Maybe that is overkill, and one could just test-replace template syntax with c# in the file and compile it. http://msdn.microsoft.com/en-us/magazine/cc136756.aspx#S2
If you were in my shoes and weren't a language creating expert, where would you start?
The Spark grammar is implemented with a kind-of-fluent domain specific language.
It's declared in a few layers. The rules which recognize the html syntax are declared in MarkupGrammar.cs - those are based on grammar rules copied directly from the xml spec.
The markup rules refer to a limited subset of csharp syntax rules declared in CodeGrammar.cs - those are a subset because Spark only needs to recognize enough csharp to adjust single-quotes around strings to double-quotes, match curley braces, etc.
The individual rules themselves are of type ParseAction<TValue> delegate which accept a Position and return a ParseResult. The ParseResult is a simple class which contains the TValue data item parsed by the action and a new Position instance which has been advanced past the content which produced the TValue.
That isn't very useful on it's own until you introduce a small number of operators, as described in Parsing expression grammar, which can combine single parse actions to build very detailed and robust expressions about the shape of different syntax constructs.

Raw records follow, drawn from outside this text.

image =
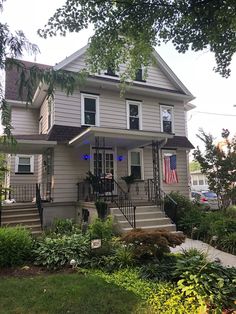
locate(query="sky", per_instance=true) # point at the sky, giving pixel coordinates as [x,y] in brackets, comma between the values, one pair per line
[215,96]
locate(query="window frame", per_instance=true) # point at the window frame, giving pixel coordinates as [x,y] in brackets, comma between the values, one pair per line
[140,151]
[17,159]
[140,116]
[97,116]
[166,152]
[163,107]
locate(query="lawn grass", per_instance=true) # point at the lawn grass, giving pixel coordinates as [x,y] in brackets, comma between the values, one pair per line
[65,293]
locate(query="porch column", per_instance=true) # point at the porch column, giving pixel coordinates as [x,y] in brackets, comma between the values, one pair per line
[156,170]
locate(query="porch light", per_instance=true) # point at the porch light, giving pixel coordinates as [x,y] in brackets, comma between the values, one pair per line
[120,158]
[86,157]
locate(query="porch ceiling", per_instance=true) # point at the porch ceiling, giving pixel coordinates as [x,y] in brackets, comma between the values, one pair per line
[118,137]
[27,146]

The technique of using a delegate as a parse action came from a Luke H's blog post Monadic Parser Combinators using C# 3.0. I also wrote a post about Creating a Domain Specific Language for Parsing.

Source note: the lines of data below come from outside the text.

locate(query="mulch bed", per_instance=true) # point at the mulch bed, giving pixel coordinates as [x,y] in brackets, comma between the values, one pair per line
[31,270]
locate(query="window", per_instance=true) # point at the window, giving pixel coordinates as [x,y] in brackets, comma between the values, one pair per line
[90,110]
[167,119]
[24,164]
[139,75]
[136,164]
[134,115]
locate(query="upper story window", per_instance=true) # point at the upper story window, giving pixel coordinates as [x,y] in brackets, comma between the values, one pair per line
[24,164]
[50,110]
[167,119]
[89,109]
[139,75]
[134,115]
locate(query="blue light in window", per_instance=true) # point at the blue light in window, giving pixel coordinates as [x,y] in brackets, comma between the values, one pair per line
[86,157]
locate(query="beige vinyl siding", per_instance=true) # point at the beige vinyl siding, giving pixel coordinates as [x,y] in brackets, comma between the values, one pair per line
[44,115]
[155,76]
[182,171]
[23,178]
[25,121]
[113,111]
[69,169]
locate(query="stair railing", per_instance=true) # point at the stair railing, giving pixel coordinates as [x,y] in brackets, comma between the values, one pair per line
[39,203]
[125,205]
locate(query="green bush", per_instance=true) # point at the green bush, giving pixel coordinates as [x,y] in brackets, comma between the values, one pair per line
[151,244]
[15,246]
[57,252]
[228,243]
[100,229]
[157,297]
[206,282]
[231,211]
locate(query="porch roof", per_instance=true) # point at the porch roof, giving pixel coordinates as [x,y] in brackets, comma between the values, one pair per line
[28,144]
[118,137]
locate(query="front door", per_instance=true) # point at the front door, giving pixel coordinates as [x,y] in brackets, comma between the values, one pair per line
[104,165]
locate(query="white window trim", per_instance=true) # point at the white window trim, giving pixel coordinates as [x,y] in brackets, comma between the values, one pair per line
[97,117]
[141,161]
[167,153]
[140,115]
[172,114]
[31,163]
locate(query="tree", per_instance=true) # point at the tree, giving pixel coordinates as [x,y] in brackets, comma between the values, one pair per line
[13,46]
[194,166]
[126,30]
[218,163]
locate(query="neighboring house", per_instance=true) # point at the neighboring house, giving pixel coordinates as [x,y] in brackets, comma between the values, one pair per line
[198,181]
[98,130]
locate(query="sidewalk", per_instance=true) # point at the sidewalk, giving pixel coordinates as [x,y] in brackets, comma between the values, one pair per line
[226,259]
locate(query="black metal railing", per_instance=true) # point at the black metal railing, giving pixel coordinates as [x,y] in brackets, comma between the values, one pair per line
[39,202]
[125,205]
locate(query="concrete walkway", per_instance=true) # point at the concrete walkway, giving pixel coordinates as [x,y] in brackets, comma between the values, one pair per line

It's also entirely possible, if you like, to reference the Spark.dll assembly and inherit a class from the base CharGrammar to create an entirely new grammar for a particular syntax. It's probably the quickest way to start experimenting with this technique, and an example of that can be found in CharGrammarTester.cs.

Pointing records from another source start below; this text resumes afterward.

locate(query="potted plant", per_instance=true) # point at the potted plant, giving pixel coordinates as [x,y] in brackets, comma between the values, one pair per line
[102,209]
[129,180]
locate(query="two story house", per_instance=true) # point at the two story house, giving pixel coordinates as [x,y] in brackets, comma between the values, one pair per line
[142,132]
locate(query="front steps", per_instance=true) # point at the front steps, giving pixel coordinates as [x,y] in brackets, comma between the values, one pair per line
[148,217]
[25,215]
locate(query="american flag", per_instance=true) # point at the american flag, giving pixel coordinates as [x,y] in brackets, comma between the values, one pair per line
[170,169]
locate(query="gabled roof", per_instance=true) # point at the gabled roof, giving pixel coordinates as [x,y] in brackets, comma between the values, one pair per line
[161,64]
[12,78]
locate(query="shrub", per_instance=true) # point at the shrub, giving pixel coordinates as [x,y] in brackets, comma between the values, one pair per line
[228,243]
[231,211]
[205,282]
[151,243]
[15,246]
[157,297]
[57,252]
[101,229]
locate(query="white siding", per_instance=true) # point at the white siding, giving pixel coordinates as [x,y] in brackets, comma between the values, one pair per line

Step 1. Use regular expressions (regexp substitution) to split your input template string to a token list, for example, split
hel<b>lo[if foo]bar is [bar].[else]baz[end]world</b>!
to
write('hel<b>lo')
if('foo')
write('bar is')
substitute('bar')
write('.')
else()
write('baz')
end()
write('world</b>!')
Step 2. Convert your token list to a syntax tree:
* Sequence
** Write
*** ('hel<b>lo')
** If
*** ('foo')
*** Sequence
**** Write
***** ('bar is')
**** Substitute
***** ('bar')
**** Write
***** ('.')
*** Write
**** ('baz')
** Write
*** ('world</b>!')
class Instruction {
}
class Write : Instruction {
string text;
}
class Substitute : Instruction {
string varname;
}
class Sequence : Instruction {
Instruction[] items;
}
class If : Instruction {
string condition;
Instruction then;
Instruction else;
}
Step 3. Write a recursive function (called the interpreter), which can walk your tree and execute the instructions there.
Another, alternative approach (instead of steps 1--3) if your language supports eval() (such as Perl, Python, Ruby): use a regexp substitution to convert the template to an eval()-able string in the host language, and run eval() to instantiate the template.
There are sooo many thing to do. But it does work for on simple GET statement plus a test. That's a start.
http://github.com/claco/tt.net/
In the end, I already had too much time in ANTLR to give loudejs' method a go. I wanted to spend a little more time on the whole process rather than the parser/lexer. Maybe in version 2 I can have a go at the Spark way when my brain understands things a little more.
Vici Parser (formerly known as LazyParser.NET) is an open-source tokenizer/template parser/expression parser which can help you get started.
If it's not what you're looking for, then you may get some ideas by looking at the source code.